The Ancient authors that have gifted us with their literary works wrote their accounts many centuries after the commencement of the Olympic games.  One of the Western Canonical poets Pindar, attributes the foundation of the games to the legend of Hercules. The myth goes a little something like this; one of Heracles labors was to clean the stables of Augeas which where never cleaned and several feet deep in animal dung.  So Hercules bargained with Augeas that if he should clean the stables in a day he would receive a tenth of Augeas cattle. Augeas agreed, believing that it would be unmanageable. Hercules accomplished his task by diverting a near by river through the stables. Augeas refused to pay Hercules, so he killed Augeas and his sons and took all the spoils to Pisa. There he carved a sacred precedent in honour of his father Zeus. The best items from the picking were offered as dedications to Zeus and hence the birth of the Olympic games commenced. Whilst this is not the only version of a foundational myth, it does claim more popularity than some of the more gruesome myths. 

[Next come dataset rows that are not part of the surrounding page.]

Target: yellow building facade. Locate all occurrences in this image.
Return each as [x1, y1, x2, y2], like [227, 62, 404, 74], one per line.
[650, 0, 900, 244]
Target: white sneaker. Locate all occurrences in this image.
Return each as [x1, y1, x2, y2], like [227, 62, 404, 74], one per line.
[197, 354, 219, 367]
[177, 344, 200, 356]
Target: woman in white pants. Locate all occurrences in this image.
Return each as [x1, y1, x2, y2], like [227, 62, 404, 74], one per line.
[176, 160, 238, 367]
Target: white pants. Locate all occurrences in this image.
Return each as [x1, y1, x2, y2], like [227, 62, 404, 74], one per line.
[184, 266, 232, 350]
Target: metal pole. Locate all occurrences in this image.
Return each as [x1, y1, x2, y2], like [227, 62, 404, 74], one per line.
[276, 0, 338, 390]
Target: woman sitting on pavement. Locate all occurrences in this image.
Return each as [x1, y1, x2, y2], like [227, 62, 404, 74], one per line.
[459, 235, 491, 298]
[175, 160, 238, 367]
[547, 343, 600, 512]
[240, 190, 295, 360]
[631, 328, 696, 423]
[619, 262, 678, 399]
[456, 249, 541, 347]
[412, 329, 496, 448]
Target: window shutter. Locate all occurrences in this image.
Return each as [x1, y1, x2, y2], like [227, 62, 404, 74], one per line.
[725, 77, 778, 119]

Athletics were an integral part of Greek society and all that it encompassed because it was an act of worship, by participating the athletes were honoring the gods. Religion was the focus of the games and the most important part was the sacrifice, which took place on day three of the festival.  A procession would walk through Olympia and to the temple of Zeus where a multitude of oxen would be sacrificed. In the evening they would burn the oxen as offerings to the god Zeus, this was followed by a banquet for all the attendees. The games ran for five days and included; boxing, wrestling, discuss and running.  These games were a competition of greatness. There was no second or third status, only the position of one victor. To succeed meant that brutality was a given in the process but not without structure and rules. Winning was everything because the victor received more than the olive wreath upon his head. The winner would be seen as a demi-god. The victor’s home city would bestow on the winner honours fit for a king, a life time pension, olive oil supplies, seats at the theater and many other privileges including that of a priesthood if the victor desired it.

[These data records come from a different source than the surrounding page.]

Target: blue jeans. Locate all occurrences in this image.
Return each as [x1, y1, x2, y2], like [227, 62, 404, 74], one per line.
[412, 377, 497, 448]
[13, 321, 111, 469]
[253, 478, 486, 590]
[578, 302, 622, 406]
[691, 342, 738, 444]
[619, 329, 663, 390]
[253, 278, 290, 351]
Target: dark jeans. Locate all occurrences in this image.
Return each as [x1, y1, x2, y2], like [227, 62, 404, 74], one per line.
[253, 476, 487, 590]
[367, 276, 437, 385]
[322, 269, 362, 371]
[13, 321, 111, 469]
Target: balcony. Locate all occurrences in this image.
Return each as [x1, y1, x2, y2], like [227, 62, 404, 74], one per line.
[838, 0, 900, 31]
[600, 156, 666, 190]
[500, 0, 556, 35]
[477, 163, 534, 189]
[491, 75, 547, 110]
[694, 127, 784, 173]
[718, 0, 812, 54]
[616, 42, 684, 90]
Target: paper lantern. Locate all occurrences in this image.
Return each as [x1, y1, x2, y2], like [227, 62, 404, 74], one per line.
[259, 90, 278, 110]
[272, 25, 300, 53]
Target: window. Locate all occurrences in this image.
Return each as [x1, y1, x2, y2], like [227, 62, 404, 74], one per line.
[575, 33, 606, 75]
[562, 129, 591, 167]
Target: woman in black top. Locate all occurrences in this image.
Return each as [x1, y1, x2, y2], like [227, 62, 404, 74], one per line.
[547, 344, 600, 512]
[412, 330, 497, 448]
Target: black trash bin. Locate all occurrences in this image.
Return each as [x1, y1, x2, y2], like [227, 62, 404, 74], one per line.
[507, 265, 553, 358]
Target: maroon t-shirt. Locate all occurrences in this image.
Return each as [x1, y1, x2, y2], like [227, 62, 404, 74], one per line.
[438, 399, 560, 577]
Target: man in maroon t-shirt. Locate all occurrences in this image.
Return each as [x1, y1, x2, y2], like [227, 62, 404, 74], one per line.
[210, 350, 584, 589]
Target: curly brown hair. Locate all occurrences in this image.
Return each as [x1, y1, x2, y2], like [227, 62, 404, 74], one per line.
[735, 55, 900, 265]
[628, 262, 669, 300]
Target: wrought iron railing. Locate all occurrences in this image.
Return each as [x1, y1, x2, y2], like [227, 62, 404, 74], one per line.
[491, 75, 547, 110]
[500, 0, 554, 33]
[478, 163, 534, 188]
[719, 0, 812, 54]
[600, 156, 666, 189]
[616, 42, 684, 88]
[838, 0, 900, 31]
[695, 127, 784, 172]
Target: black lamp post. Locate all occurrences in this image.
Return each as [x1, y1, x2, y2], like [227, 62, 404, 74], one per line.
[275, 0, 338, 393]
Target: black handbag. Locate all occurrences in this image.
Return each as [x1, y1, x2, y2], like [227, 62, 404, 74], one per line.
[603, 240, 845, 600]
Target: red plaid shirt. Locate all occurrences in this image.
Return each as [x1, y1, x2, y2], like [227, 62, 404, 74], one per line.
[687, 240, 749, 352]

The olive wreath also known as kotinos was the prize for the winner at the ancient Olympic Games. (Image purchased from Shutterstock)

To illuminate how the Ancient Greeks saw and participated in the Olympic games we must understand that they were an extremely competitive society, who were driven by excellence and there was no room for second best. The Olympic games were one of the oldest Greek festivals, people travelled from every corner of the Ancient world to participate in a five-day event that showcased sporting brilliance.

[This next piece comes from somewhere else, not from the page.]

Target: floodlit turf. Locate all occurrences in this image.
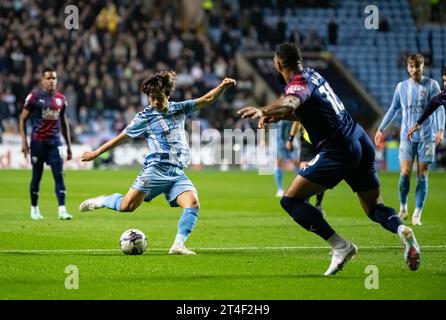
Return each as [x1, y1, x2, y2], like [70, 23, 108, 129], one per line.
[0, 169, 446, 300]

The modern day Olympics also brings together Athletes and people from all over the globe. For the duration of the games people cheer each other on in good spirit and support. The Ancient and modern athlete share one thing in common; they are both worshiped as something divine, with the distinction being the ancient athlete was given a wreath and material provisions and the modern is awarded with a gold medal and sponsorship. There is an un-doubtable echo that the victors today are also seen as sporting demi-gods.